In response to the pay scandal roiling nearby Bell, Los Angeles City Controller Wendy Greuel unveiled a public database that she said made Los Angeles "the largest City in America to post a a comprehensive list of city employee salaries."
Although it is unusual for a public agency to reveal all employee incomes in database form — even though the information is public under California's open records law — at least two private entities had previously posted similar city salary information. And both included each employee's name, which Greuel's list does not.
On the controller's official city website, Greuel lists almost every approved position in city government — from her own ($196,667) down to a Vocational Worker I in the Department of General Services ($27,582). However, the list excludes the city's Department of Water and Power.

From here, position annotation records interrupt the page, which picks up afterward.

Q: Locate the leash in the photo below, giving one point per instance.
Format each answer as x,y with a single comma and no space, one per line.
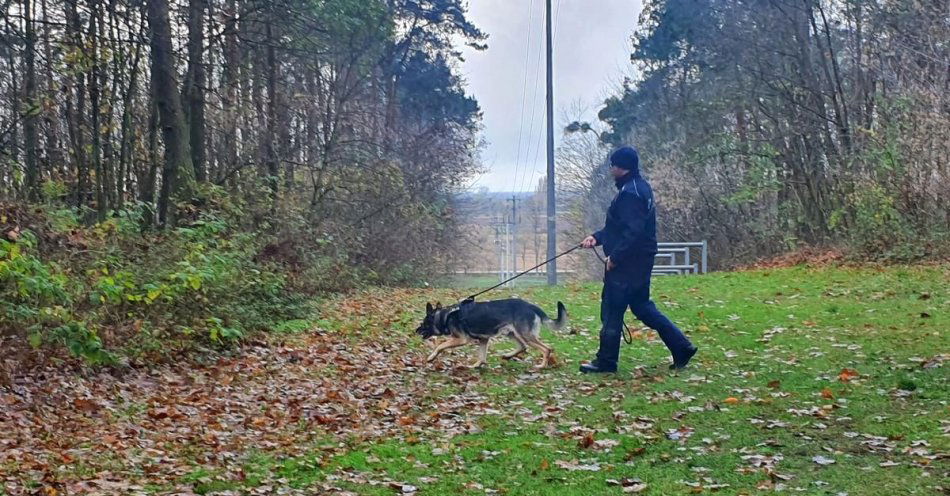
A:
506,281
627,334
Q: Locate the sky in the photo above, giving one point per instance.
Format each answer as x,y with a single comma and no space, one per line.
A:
591,57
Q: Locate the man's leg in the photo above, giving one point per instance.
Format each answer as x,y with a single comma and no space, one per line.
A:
645,310
613,304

Given the Bell scandal, Greuel said, "I thought it was important for Los Angeles to set an example. We thought it was about transparency and openness."

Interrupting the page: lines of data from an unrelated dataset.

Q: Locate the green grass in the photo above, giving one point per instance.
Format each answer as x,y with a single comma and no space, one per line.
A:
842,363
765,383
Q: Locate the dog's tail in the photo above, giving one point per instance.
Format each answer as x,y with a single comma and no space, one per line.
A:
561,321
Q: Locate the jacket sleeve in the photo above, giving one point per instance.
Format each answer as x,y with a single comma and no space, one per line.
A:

After The Times revealed that Bell, one of the poorest cities in Los Angeles County, had been paying City Manager Robert Rizzo almost $800,000 a year, citizens reacted with outrage and several state and local agencies opened investigations. Rizzo and two other highly paid Bell officials have resigned and city council members have been threatened with recall. State Controller John Chiang has also said he would require that cities disclose salaries in annual financial reports.
Greuel said the city's database did not include employee names because people change jobs from time to time, whereas employment positions remain. "Taxpayers are funding the position, not the person," Greuel said. "Names we think are secondary. This was the most clear way in which to do it."

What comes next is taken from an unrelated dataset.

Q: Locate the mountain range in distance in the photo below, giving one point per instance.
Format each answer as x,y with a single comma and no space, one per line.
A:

In 2008, a similar salary database was posted on the website of the Los Angeles Daily News. A more up-to-date list has been available since July on LA Salaries.com, which is managed by private-sector compensation analyst Justin Hampton. He started his site with Dallas-Fort Worth salaries last year and now includes Los Angeles, San Diego, Escondido and San Marcos. Related websites also show the pay employees receive in Miami, Austin, Houston and San Francisco.
"Unfortunately, the city of Bell has demonstrated the need for this type of transparency," said Hampton, who started the sites as a "job tool" for employees wanting to compare salaries among cities. Since the Bell pay scandal, the site has seen traffic rise from a dozen hits a day to thousands, he said.
He decided to identify employees by name, he said, to lift the anonymity that comes with only listing positions. "I think it's more fair this way. It's all open record. Anybody can get it," Hampton said.
Neither the private site nor the city's database lists salaries for the DWP, the nation's largest municipal utility. "At least in Texas, power companies are exempt from public records because of the competitive nature of the business. I assume it's the same in California, and that's why they didn't supply it," Hampton said.
Greuel said her office doesn't oversee the DWP, but she has urged utility executives to publish employee salaries.